School in Massachusetts, United States

Lexington Christian Academy is a private, day and boarding Christian school located in Lexington,Massachusetts.

Founded on June 23, 1946, Lexington Christian Academy is a college preparatory boarding school for 350 boys and girls in grades six through twelve. The current head of school, John Khouri, was appointed in 2024, after a 1-year interim term served by James Talkington.

The academy conducts college preparatory instruction on a semester schedule. Full-credit courses meet for four to six 60-minute blocks that rotate every six days. The academy's 30-acre campus features an outdoor pool and a sizable field for sports.

The school mascot is a lion named Leroy the Lion. Girls' sports teams are often referred to as the "Lady Lions."

==History==

In 1942, Miss Elizabeth Evans, director of the Department of Education for the New England Fellowship [of Evangelicals], presented a plan to the board of directors for the formation of evangelical Christian elementary and secondary schools in New England. The New England Association of Christian Schools (NEACS), incorporated in 1946, was begun as a result of that meeting. Ms. Evans' hope was to have a network of elementary schools in the Boston suburbs that would serve as feeder schools for a central high school in Boston. North Shore Christian School in Lynn, a school in Rumney, New Hampshire and several schools on the South Shore were part of this network.

With the help of local evangelical leaders such as Harold John Ockenga and T. Leonard Lewis, President of Gordon College, Miss Evans proceeded with the plans to start a secondary school. Boston Christian High School opened in 1946 over a bowling alley on Huntington Avenue. The school quickly outgrew this space and Christian High School moved to Garden Street in Cambridge, Massachusetts to a school building formerly used by the Browne and Nichols School. Under the leadership of Miles Strodel, assistant headmaster, the board started to consider a move to Lexington, Massachusetts.

A key concern in making this move was access to the MBTA so that teens who lived in Boston would be able to attend the school. After the move, the name was changed to Lexington Christian Academy.

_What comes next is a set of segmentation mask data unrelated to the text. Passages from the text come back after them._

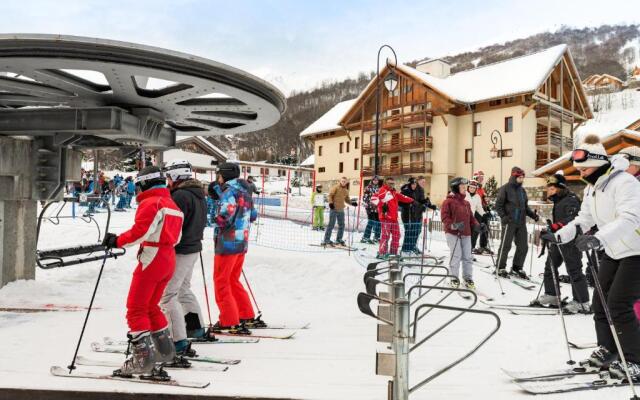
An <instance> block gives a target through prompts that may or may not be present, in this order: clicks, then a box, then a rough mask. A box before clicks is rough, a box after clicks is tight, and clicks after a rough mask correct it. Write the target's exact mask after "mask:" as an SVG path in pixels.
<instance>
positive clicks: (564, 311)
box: [562, 300, 593, 314]
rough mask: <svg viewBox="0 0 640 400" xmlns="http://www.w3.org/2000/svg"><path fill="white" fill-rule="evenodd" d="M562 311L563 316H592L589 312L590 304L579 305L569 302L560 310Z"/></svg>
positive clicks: (590, 309)
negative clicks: (584, 315) (584, 314)
mask: <svg viewBox="0 0 640 400" xmlns="http://www.w3.org/2000/svg"><path fill="white" fill-rule="evenodd" d="M562 311H563V312H564V313H565V314H593V311H591V303H589V302H586V303H579V302H577V301H575V300H571V301H570V302H569V303H567V304H566V305H565V306H564V307H563V308H562Z"/></svg>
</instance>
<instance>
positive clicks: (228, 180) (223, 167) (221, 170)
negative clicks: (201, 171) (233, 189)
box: [218, 162, 240, 182]
mask: <svg viewBox="0 0 640 400" xmlns="http://www.w3.org/2000/svg"><path fill="white" fill-rule="evenodd" d="M218 173H219V174H220V175H221V176H222V179H224V181H225V182H227V181H230V180H232V179H236V178H238V177H239V176H240V167H239V166H238V164H236V163H230V162H225V163H222V164H220V165H219V166H218Z"/></svg>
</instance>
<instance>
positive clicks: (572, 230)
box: [556, 224, 576, 243]
mask: <svg viewBox="0 0 640 400" xmlns="http://www.w3.org/2000/svg"><path fill="white" fill-rule="evenodd" d="M556 237H557V238H559V239H560V242H562V243H569V242H570V241H572V240H573V239H575V237H576V226H575V225H574V224H569V225H566V226H564V227H562V228H560V230H559V231H557V232H556Z"/></svg>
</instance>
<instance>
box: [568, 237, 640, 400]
mask: <svg viewBox="0 0 640 400" xmlns="http://www.w3.org/2000/svg"><path fill="white" fill-rule="evenodd" d="M578 230H580V228H579V227H578ZM586 253H587V258H588V257H589V252H588V251H586ZM589 267H590V268H591V274H593V282H594V283H595V286H596V291H597V292H598V296H599V297H600V302H601V303H602V309H603V310H604V314H605V316H606V317H607V322H608V323H609V329H611V334H612V335H613V341H614V342H615V344H616V349H617V350H618V355H620V360H621V361H622V365H623V366H624V372H625V374H626V375H627V381H628V382H629V386H630V387H631V393H632V394H633V397H632V398H631V399H632V400H638V395H637V394H636V388H635V385H634V384H633V380H632V379H631V374H630V373H629V366H628V365H627V359H626V357H625V356H624V352H623V351H622V345H621V344H620V338H619V337H618V332H616V328H615V326H614V325H613V318H611V312H610V311H609V306H608V305H607V299H606V298H605V297H604V291H603V290H602V285H601V284H600V278H599V277H598V274H597V273H596V271H595V269H596V268H597V269H598V270H600V261H599V260H598V257H597V256H596V255H595V254H594V255H593V261H592V262H591V263H589Z"/></svg>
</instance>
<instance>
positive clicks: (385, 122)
mask: <svg viewBox="0 0 640 400" xmlns="http://www.w3.org/2000/svg"><path fill="white" fill-rule="evenodd" d="M424 123H427V124H432V123H433V114H432V113H431V112H429V111H427V112H425V111H415V112H412V113H408V114H404V115H403V114H396V115H390V116H387V117H380V130H393V129H399V128H400V127H401V126H407V127H409V126H411V125H419V124H424ZM375 130H376V120H375V118H374V119H371V120H369V121H365V122H364V125H363V127H362V131H363V132H371V131H375Z"/></svg>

The academy has been fully accredited since 1967 by the New England Association of Schools and Colleges.

In the 1990s, a thorough curriculum review was undertaken. At that time AP courses were added. In order to implement the curriculum, updated facilities were needed. LCA has added new classrooms and a library, a new gym and athletic fields. Five science labs have been added, the last two through a donation from the Van Lunen Foundation. As of June 2013, the Cross Worship and Performing Arts Center was completed and the dedication ceremony took place on May 13, 2013.